In the 1998-1999 Demographic and Health Survey in Guatemala, 8% of married Mayan women aged 15-49 reported current use of a modern method of family planning, and 5% reported current use of a traditional method, principally periodic abstinence (2%). However, 15% of all women surveyed, and only 40% of those using the calendar rhythm method, knew when in the menstrual cycle a woman's fertile period occurs.1 Other studies have found even lower levels of knowledge among the Mayans.2
Fertility awareness-based methods, often called "natural" family planning, are methods a woman uses to identify the fertile time in her menstrual cycle, when she practices periodic abstinence. These methods are widely regarded as less effective than modern methods of family planning. They are considered "only somewhat effective as commonly used, yet effective when used correctly and consistently."3 Their effectiveness is highly dependent on behavioral factors that may differ among cultures and individual couples. Yet natural methods have a number of advantages: They involve little or no cost, have no medical contraindications or side effects, and can be taught by paraprofessionals.
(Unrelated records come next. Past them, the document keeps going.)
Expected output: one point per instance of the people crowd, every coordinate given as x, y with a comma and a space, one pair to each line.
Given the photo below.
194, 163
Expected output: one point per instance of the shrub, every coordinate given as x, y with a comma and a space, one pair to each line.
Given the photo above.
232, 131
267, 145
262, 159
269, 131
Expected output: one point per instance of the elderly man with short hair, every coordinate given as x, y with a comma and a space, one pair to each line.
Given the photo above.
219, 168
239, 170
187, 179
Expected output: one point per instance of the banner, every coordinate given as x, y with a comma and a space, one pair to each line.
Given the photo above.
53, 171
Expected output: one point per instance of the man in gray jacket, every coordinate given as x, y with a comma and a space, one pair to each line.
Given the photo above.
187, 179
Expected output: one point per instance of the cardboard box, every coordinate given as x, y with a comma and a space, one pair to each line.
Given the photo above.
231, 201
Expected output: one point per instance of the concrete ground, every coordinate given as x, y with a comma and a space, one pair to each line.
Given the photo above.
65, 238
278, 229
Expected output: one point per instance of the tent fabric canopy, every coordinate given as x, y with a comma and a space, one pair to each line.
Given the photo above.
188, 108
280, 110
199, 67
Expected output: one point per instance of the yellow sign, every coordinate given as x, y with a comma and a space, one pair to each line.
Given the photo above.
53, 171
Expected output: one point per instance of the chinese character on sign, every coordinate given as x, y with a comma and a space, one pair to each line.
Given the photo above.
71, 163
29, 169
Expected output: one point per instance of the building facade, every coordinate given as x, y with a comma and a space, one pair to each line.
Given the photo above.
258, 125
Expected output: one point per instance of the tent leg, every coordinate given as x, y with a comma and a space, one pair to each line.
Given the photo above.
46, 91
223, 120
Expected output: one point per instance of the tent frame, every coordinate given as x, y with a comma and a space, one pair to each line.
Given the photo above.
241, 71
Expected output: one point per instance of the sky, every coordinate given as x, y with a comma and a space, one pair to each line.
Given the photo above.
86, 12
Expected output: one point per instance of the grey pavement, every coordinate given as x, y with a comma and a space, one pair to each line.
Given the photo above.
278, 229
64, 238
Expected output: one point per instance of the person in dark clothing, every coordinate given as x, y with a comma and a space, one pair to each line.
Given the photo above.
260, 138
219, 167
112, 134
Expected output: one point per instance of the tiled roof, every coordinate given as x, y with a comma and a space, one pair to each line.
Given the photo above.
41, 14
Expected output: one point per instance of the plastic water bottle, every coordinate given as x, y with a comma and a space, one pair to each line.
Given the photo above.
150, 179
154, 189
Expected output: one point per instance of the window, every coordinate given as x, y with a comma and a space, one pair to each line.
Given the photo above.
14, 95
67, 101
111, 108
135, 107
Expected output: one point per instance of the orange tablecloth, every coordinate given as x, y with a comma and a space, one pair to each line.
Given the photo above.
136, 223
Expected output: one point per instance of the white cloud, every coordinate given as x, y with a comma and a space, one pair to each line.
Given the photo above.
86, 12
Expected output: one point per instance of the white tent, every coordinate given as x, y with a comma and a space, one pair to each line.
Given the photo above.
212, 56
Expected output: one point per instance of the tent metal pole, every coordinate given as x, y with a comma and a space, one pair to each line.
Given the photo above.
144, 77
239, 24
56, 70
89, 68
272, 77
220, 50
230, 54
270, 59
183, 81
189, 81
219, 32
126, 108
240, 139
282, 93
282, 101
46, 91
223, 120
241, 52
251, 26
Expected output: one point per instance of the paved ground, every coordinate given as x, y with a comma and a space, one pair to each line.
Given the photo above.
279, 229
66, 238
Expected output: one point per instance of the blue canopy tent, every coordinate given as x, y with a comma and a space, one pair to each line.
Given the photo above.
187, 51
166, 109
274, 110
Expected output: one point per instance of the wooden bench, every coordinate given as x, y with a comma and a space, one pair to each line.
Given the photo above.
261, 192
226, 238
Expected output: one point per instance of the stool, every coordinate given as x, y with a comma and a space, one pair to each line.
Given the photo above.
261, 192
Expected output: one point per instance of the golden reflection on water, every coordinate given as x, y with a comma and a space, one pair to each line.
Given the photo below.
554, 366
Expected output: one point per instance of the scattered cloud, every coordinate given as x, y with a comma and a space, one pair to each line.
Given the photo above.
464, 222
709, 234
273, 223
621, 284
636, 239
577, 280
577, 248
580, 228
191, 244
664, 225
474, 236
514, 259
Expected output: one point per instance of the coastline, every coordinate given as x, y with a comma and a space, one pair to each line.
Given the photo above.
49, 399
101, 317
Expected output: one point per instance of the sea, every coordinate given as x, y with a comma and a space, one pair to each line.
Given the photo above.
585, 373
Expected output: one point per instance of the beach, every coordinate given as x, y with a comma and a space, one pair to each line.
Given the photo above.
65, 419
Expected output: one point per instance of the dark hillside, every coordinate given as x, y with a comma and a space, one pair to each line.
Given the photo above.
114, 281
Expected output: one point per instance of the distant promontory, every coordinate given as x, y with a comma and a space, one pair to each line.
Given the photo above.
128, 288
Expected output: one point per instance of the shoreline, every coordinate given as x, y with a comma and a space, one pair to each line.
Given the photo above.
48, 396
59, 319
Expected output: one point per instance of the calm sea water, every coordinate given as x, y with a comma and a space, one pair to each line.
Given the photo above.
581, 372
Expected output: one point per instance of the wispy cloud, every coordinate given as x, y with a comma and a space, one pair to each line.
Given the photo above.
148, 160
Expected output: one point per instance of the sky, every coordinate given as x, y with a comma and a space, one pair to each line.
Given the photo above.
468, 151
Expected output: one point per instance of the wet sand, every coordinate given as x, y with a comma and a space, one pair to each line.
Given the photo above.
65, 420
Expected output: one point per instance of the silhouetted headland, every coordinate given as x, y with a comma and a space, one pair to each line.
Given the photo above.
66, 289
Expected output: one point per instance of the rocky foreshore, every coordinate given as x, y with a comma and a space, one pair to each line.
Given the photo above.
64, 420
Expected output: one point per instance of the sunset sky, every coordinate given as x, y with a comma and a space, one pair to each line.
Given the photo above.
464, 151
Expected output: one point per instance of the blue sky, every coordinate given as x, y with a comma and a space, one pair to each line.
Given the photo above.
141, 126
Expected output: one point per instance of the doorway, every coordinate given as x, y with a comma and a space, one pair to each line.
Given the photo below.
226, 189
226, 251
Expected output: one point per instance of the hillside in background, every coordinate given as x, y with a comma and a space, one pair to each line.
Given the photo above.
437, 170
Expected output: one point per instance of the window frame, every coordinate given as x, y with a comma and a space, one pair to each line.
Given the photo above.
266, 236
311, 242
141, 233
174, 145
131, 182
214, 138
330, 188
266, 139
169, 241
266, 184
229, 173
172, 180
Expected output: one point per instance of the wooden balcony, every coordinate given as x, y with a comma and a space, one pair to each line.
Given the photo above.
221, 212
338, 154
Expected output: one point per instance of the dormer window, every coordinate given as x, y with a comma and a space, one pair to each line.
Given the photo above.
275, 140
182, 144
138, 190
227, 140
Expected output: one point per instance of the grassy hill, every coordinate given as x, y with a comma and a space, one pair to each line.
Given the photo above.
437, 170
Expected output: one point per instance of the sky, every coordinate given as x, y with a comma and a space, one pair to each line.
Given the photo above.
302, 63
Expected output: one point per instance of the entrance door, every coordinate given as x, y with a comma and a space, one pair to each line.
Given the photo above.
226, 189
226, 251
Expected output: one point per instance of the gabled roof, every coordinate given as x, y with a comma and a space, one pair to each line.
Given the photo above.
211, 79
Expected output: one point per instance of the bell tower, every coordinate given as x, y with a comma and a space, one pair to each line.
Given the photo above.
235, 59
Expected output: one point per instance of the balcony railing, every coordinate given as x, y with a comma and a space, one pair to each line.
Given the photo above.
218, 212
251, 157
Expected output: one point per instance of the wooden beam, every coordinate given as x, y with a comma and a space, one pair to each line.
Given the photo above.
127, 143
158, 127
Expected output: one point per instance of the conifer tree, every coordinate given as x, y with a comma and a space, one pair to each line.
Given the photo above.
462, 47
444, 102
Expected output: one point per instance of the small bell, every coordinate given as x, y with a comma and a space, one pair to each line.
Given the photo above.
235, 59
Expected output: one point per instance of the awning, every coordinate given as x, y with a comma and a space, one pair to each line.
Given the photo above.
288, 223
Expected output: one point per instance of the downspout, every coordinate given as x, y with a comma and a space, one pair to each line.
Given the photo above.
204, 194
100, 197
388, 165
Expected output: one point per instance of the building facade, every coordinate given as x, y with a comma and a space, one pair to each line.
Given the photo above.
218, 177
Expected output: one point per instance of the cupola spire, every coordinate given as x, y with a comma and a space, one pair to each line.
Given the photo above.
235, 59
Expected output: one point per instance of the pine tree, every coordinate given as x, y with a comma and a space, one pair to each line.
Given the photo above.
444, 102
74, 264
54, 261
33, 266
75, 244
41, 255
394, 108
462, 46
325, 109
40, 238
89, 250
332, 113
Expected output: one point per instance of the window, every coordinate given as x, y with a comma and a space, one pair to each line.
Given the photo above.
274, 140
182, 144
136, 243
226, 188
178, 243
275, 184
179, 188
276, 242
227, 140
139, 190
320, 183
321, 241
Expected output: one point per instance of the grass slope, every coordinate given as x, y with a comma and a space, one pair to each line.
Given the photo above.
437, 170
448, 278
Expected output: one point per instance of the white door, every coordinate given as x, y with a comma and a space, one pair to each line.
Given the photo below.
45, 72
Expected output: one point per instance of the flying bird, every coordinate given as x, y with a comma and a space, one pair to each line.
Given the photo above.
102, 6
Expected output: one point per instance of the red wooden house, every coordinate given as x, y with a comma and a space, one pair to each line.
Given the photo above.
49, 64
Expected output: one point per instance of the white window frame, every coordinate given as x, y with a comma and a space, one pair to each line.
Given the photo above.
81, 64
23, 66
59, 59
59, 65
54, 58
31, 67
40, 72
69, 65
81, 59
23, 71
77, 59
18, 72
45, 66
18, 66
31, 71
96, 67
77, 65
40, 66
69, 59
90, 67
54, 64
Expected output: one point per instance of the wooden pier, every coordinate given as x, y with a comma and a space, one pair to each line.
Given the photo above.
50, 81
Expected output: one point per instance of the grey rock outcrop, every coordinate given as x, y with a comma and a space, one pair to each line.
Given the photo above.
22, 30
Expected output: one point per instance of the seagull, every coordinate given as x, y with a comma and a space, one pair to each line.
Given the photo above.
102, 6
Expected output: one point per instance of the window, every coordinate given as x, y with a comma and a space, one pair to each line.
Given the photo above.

Several studies have found a strong preference for natural methods among the Mayan population of Guatemala.4 This preference may have arisen because the Catholic Church has long been the Mayans' principal source of information on family planning, or because of widespread rumors about negative side effects of modern methods, the Mayans' agrarian roots or such cultural factors as a tradition of postpartum abstinence and a positive attitude toward abstinence.5
To date, no clinical trials have been conducted to determine the effectiveness of the rhythm method among the Mayan population. With contraceptive use extremely low among Mayans, programs that aim to serve this population could be strengthened by the addition of an effective natural method that is simple to teach and use.
Scientific Basis of the Method
Researchers from Georgetown University and the U.S. Centers for Disease Control and Prevention compared the traditional formula for determining the fertile time and three alternative formulas, using data on 7,514 menstrual cycles among 725 women who observed their mucus patterns daily and recorded the day of peak mucus (from which the day of ovulation is estimated) in each cycle.6 Under the traditional formula, a woman would keep track of her cycle length for six cycles and would determine the abstinence period by subtracting 11 days from the longest cycle and 18 days from the shortest one. Likewise, under two of the alternative formulas, the abstinence period varied according to women's individual cycles. By contrast, the "standard rule" proposed that for all couples, the period of abstinence would begin on a specified day of the woman's cycle and would continue for a specified number of days.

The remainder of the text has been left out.